Hi @alia.alkasimi,
Sharing the same exact structure across two instances of odrive (your Windows desktop and your Mac, for example), is not something we recommend or test. The main issue is that one odrive may see new placeholder files that are “foreign” to it, since they were created by the other instance. odrive should be able to deal with this, replace them with its own, and continue on but, again, its not something we can test or support.
Similarly, I wanted to reiterate that we also don’t test or support placing the whole odrive folder on a external drive, as stated here: https://docs.odrive.com/docs#section--move-odrive-folder-to-another-volume-. It is something that may work, but can possibly cause some complications. For example, it can create issues with reflection/pick-up of changes, permissions, CPU heat, disk churn, inaccurate scans, user feedback lag, and other problems.
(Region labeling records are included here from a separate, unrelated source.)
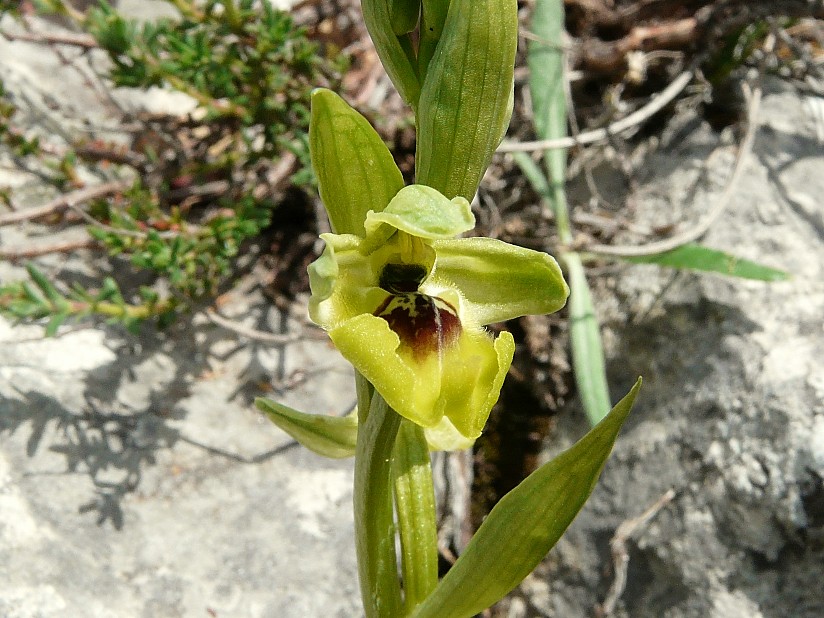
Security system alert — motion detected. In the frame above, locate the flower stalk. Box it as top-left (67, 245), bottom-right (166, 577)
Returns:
top-left (258, 0), bottom-right (637, 618)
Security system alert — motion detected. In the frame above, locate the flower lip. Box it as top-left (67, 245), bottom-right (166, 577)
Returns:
top-left (373, 292), bottom-right (462, 361)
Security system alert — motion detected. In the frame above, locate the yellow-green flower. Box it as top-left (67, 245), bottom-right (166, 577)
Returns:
top-left (309, 185), bottom-right (569, 449)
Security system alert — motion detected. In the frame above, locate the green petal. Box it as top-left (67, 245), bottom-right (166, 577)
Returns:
top-left (432, 238), bottom-right (569, 324)
top-left (309, 89), bottom-right (403, 236)
top-left (438, 330), bottom-right (515, 440)
top-left (308, 234), bottom-right (387, 329)
top-left (415, 0), bottom-right (518, 200)
top-left (423, 238), bottom-right (569, 325)
top-left (364, 185), bottom-right (475, 240)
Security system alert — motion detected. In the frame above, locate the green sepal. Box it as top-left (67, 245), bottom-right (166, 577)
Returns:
top-left (361, 0), bottom-right (421, 109)
top-left (415, 0), bottom-right (518, 201)
top-left (309, 88), bottom-right (403, 236)
top-left (432, 238), bottom-right (569, 324)
top-left (364, 185), bottom-right (475, 240)
top-left (255, 397), bottom-right (358, 459)
top-left (411, 378), bottom-right (641, 618)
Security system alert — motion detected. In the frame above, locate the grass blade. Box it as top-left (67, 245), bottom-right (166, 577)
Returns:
top-left (615, 244), bottom-right (790, 281)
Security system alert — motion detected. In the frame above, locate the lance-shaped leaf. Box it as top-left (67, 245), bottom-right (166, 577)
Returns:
top-left (309, 89), bottom-right (403, 235)
top-left (619, 244), bottom-right (790, 281)
top-left (412, 379), bottom-right (641, 618)
top-left (415, 0), bottom-right (518, 201)
top-left (418, 0), bottom-right (449, 80)
top-left (255, 398), bottom-right (358, 459)
top-left (361, 0), bottom-right (421, 109)
top-left (387, 0), bottom-right (421, 35)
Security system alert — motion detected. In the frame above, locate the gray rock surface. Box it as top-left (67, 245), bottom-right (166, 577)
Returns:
top-left (0, 3), bottom-right (361, 618)
top-left (509, 82), bottom-right (824, 618)
top-left (0, 3), bottom-right (824, 618)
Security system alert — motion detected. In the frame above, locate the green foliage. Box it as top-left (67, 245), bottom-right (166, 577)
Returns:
top-left (0, 0), bottom-right (345, 334)
top-left (0, 264), bottom-right (176, 336)
top-left (515, 0), bottom-right (789, 425)
top-left (412, 378), bottom-right (641, 618)
top-left (620, 243), bottom-right (790, 281)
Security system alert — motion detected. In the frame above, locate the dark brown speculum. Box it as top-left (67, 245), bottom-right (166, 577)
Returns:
top-left (378, 264), bottom-right (427, 294)
top-left (375, 292), bottom-right (461, 359)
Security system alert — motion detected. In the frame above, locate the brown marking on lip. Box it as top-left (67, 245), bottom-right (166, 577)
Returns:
top-left (374, 292), bottom-right (461, 360)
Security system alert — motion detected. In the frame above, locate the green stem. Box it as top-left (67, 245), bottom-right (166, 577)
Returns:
top-left (392, 419), bottom-right (438, 614)
top-left (354, 378), bottom-right (401, 618)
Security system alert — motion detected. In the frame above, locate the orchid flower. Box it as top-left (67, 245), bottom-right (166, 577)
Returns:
top-left (309, 180), bottom-right (569, 449)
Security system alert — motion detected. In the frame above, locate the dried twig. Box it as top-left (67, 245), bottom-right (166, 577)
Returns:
top-left (498, 71), bottom-right (693, 152)
top-left (586, 82), bottom-right (761, 257)
top-left (205, 309), bottom-right (301, 345)
top-left (0, 238), bottom-right (99, 261)
top-left (0, 180), bottom-right (132, 226)
top-left (0, 30), bottom-right (98, 49)
top-left (596, 489), bottom-right (675, 618)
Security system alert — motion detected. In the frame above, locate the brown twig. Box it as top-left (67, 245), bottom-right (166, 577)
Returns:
top-left (596, 489), bottom-right (675, 618)
top-left (586, 82), bottom-right (761, 257)
top-left (0, 30), bottom-right (98, 49)
top-left (0, 180), bottom-right (132, 226)
top-left (206, 308), bottom-right (301, 345)
top-left (0, 238), bottom-right (99, 262)
top-left (498, 71), bottom-right (693, 152)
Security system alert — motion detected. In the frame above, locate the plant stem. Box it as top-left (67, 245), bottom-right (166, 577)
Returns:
top-left (392, 419), bottom-right (438, 614)
top-left (354, 384), bottom-right (401, 618)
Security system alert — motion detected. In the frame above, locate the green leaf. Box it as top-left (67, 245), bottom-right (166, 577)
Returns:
top-left (361, 0), bottom-right (421, 104)
top-left (614, 244), bottom-right (790, 281)
top-left (418, 0), bottom-right (449, 76)
top-left (527, 0), bottom-right (567, 143)
top-left (309, 89), bottom-right (403, 236)
top-left (564, 253), bottom-right (610, 425)
top-left (255, 398), bottom-right (358, 459)
top-left (415, 0), bottom-right (518, 201)
top-left (412, 378), bottom-right (641, 618)
top-left (387, 0), bottom-right (421, 35)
Our “sync to odrive” feature allows you to sync specific areas on external volumes without needing to move the entire odrive folder to an external volume. Have you tried that feature yet? https://www.odrive.com/usageguide#syncexternalfolders
For the timestamp issues, if you are able to adjust the time on these files that were made back in the 70’s ;), I expect it to clear up the problem you are having.
For your trash, having the placeholder and “real” file alongside each other is not a problem (the “real files” just takes the place of the placeholder and the placeholder is removed), so there is no need to remove placeholders.
Currently there isn’t a way to perform a mass trash recovery, bu if you recover a folder in the trash that contains a bunch of trashed files, it will recover the files within it, automatically.
Additionally, you can simulate a mass recovery if you unsync the parent folder of the items in the trash. Unsync of a folder will discard any pending deletes inside, which will remove them from the trash. Re-syncing that folder will show you the files/folders again.